Anthropic Raises 65 Billion at a 965 Billion Valuation - Nearly a Trillion Before a Single Day on the Stock Market

1 min read
Share
Anthropic Raises 65 Billion at a 965 Billion Valuation - Nearly a Trillion Before a Single Day on the Stock Market

Anthropic closed a Series H of 65 billion dollars, putting its valuation at 965 billion dollars - nearly a trillion before a single day on the stock exchange. The entire startup world can spit out its coffee: this isn't a valuation, it's valuation dreams converted into a bank account.

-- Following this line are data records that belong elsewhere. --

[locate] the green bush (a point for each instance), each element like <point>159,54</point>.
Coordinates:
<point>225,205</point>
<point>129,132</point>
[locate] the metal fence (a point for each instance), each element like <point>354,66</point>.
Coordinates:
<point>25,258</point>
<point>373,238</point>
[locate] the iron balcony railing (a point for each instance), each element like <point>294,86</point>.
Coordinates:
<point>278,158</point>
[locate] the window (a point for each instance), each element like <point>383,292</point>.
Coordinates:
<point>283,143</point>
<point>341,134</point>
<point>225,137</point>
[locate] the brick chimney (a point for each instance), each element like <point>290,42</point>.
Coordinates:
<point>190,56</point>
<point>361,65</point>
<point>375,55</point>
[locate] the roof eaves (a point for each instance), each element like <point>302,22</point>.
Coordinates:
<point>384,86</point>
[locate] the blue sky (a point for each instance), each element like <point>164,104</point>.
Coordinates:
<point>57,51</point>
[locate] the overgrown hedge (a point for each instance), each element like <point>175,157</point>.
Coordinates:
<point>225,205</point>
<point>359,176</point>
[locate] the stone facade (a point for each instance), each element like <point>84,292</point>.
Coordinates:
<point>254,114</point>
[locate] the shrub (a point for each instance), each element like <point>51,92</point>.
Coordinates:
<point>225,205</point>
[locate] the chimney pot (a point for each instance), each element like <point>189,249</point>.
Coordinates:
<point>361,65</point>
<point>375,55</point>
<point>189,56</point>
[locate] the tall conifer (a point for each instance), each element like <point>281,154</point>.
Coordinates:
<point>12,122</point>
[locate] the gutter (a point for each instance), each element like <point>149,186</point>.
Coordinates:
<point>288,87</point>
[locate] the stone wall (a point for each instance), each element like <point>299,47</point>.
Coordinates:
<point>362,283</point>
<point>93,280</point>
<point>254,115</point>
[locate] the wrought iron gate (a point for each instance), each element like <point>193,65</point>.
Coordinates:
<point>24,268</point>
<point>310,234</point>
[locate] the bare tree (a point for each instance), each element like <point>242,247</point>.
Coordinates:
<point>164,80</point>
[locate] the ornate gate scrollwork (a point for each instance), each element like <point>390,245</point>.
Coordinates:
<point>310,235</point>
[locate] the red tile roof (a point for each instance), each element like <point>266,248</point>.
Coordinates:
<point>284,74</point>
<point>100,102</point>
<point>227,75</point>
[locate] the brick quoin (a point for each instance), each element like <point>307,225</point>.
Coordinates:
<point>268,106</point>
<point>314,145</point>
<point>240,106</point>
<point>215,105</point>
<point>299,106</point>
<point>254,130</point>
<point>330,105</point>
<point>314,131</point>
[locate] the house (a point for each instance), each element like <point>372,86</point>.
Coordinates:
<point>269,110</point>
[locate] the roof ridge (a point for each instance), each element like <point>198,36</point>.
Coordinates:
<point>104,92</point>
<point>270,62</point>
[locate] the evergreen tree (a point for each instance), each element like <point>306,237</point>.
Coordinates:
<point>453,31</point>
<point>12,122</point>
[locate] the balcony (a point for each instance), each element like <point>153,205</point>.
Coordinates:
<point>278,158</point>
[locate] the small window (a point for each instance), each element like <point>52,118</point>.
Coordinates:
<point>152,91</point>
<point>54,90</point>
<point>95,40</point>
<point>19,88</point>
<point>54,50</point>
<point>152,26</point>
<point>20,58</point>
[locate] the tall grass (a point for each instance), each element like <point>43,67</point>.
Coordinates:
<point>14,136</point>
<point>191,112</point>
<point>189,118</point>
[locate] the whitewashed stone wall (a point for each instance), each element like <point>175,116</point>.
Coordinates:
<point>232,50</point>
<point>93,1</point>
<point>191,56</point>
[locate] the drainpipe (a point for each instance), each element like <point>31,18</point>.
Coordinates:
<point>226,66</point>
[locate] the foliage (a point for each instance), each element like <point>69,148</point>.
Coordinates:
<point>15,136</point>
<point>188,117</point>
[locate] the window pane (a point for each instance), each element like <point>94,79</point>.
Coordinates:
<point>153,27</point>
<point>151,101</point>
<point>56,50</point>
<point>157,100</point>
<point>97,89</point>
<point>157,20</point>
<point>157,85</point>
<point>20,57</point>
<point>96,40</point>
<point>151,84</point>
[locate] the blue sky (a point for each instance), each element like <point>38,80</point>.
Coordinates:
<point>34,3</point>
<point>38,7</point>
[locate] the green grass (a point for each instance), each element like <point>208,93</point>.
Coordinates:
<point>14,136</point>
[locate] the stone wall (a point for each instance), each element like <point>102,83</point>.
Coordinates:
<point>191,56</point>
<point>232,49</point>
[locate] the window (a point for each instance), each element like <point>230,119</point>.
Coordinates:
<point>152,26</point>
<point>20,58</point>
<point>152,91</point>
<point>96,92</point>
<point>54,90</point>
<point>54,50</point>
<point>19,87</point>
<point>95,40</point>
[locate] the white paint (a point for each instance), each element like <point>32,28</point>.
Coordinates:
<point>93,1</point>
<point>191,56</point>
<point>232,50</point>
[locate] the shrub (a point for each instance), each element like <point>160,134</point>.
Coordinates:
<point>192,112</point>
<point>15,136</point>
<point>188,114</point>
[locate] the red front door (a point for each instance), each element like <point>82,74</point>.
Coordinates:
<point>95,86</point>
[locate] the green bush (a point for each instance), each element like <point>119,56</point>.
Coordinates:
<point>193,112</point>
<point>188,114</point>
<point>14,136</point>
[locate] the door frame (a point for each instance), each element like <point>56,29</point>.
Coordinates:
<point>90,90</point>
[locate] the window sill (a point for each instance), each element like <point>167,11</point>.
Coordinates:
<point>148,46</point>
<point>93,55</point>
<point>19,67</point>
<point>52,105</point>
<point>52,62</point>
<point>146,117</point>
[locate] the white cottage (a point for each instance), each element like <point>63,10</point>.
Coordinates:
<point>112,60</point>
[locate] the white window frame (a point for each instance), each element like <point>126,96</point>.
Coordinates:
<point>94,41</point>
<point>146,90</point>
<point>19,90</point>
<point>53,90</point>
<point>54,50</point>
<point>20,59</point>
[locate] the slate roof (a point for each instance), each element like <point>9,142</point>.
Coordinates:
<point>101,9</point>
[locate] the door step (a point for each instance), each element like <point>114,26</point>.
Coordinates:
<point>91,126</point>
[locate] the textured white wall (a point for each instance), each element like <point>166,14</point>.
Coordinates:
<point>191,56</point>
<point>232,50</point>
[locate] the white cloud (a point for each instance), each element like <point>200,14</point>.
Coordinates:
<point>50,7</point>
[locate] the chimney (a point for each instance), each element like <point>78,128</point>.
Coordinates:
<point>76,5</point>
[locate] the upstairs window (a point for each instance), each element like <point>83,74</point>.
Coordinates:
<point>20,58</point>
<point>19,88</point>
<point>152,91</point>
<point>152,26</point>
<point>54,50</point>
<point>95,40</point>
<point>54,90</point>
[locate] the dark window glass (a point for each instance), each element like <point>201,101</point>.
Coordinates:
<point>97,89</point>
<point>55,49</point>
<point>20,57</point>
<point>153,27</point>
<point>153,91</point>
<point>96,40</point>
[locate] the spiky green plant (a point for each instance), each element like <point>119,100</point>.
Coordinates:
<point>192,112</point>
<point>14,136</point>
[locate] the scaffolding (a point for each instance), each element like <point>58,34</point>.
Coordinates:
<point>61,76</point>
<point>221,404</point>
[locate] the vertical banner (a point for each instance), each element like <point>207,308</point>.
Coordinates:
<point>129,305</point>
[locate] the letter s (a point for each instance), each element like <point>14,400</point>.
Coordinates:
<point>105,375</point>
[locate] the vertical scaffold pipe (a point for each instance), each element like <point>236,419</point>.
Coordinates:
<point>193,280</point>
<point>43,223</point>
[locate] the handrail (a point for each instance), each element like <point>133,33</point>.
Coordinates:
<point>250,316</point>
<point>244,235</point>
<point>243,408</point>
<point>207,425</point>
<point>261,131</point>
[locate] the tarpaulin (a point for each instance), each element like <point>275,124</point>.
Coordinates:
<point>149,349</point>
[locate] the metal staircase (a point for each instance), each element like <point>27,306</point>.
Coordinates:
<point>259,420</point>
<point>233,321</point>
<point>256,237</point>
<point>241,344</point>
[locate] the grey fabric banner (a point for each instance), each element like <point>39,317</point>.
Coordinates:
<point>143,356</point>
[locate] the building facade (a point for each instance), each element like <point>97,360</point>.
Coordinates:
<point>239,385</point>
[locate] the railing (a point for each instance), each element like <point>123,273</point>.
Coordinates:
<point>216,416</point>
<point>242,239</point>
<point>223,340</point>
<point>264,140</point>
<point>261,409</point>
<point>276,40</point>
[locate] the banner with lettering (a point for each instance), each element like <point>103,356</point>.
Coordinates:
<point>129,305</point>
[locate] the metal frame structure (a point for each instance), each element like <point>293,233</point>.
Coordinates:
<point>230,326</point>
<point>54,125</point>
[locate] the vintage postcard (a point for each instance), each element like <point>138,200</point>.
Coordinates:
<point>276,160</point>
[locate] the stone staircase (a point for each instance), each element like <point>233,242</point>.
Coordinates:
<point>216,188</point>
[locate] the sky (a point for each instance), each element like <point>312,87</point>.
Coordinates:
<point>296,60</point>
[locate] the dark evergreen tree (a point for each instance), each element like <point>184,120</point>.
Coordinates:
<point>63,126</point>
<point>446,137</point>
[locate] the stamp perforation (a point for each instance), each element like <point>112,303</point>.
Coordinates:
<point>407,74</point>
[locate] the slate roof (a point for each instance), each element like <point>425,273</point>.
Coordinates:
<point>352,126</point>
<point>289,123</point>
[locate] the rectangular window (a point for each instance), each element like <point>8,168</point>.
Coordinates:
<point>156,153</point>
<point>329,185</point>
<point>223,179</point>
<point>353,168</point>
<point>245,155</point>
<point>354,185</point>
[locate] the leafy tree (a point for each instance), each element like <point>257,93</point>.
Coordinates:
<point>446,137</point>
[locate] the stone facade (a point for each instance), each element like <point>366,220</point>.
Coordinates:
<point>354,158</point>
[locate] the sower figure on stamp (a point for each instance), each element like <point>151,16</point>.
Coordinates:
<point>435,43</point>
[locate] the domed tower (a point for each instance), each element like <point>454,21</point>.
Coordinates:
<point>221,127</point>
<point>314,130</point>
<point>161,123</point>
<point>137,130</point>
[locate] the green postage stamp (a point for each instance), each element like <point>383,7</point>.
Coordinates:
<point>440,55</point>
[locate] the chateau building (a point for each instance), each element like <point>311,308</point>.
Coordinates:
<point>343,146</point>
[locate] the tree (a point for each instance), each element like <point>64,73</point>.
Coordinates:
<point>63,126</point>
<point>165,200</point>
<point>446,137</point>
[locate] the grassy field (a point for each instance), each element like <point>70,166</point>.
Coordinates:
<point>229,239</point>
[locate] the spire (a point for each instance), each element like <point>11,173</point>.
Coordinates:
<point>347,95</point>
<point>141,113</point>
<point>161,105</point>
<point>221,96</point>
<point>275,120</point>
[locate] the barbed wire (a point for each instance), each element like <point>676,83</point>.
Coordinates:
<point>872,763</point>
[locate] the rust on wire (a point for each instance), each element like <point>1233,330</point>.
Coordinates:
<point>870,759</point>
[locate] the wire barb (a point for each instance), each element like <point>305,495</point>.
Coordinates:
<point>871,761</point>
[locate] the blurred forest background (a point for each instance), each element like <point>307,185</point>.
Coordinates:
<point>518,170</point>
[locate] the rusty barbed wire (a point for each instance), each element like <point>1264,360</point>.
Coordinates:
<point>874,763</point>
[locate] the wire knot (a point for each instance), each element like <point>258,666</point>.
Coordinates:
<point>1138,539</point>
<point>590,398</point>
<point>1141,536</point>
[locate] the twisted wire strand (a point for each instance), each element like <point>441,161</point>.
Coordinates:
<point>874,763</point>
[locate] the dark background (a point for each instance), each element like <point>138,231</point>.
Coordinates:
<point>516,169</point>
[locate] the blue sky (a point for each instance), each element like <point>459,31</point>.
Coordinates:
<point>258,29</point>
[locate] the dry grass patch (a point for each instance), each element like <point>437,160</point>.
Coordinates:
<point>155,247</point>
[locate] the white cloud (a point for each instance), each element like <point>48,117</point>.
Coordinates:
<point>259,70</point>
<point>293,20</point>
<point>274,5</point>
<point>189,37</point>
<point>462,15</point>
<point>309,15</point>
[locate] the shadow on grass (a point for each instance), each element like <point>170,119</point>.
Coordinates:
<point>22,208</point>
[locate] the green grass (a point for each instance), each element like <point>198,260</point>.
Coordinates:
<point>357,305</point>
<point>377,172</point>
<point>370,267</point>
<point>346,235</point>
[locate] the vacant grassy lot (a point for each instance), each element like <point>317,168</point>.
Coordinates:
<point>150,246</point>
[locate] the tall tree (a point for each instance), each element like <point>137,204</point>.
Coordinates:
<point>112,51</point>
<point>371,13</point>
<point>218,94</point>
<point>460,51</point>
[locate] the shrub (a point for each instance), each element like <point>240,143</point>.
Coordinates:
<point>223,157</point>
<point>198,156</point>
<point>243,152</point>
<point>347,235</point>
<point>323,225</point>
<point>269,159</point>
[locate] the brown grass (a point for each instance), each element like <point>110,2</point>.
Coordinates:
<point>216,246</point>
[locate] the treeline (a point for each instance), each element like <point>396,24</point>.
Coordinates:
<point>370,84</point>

Who's putting up the money? The list reads like a regular meeting of the richest funds in the world: Altimeter Capital, Dragoneer, Greenoaks, Sequoia Capital, Capital Group, Coatue, D1 Capital Partners. Behind them come Baillie Gifford, Blackstone, Brookfield, DST Global, Fidelity. Strategic partners: Samsung, SK Hynix, Micron - those three aren't coming in for the shares, they're coming in for the chip contracts. Hyperscalers are putting in another 15 billion, of which Amazon alone is 5.

The money is heading to four fronts: safety research, interpretability, expansion of compute, and scaling of consumer products. At the same time, the company is rolling out Claude Opus 4.8 with improvements in agentic capability and coding - proof the money isn't being collected to sit, it's being collected to burn. Anthropic states an annualised run-rate of 47 billion dollars, with an expected first operationally profitable quarter and a projection of 130% annual growth.

Altimeter's Brad Gerstner framed the story in classic fund-house rhetoric: „Claude's progress has driven mass adoption across the world's most in-demand organisations. This momentum positions Anthropic to lead the next phase of AI innovation." Translated into plain language: we believe Microsoft, Apple and Google can't catch what Anthropic is doing, so we're investing as if it's a sure thing.

For the Balkans this means something concrete - once a company hits a valuation of 965 billion, its products don't stay a sandbox for engineers in San Francisco. The AI tools used today by marketers and developers in Skopje depend on this economy. The question isn't whether it'll affect us, it's how long it'll take us to understand the impact.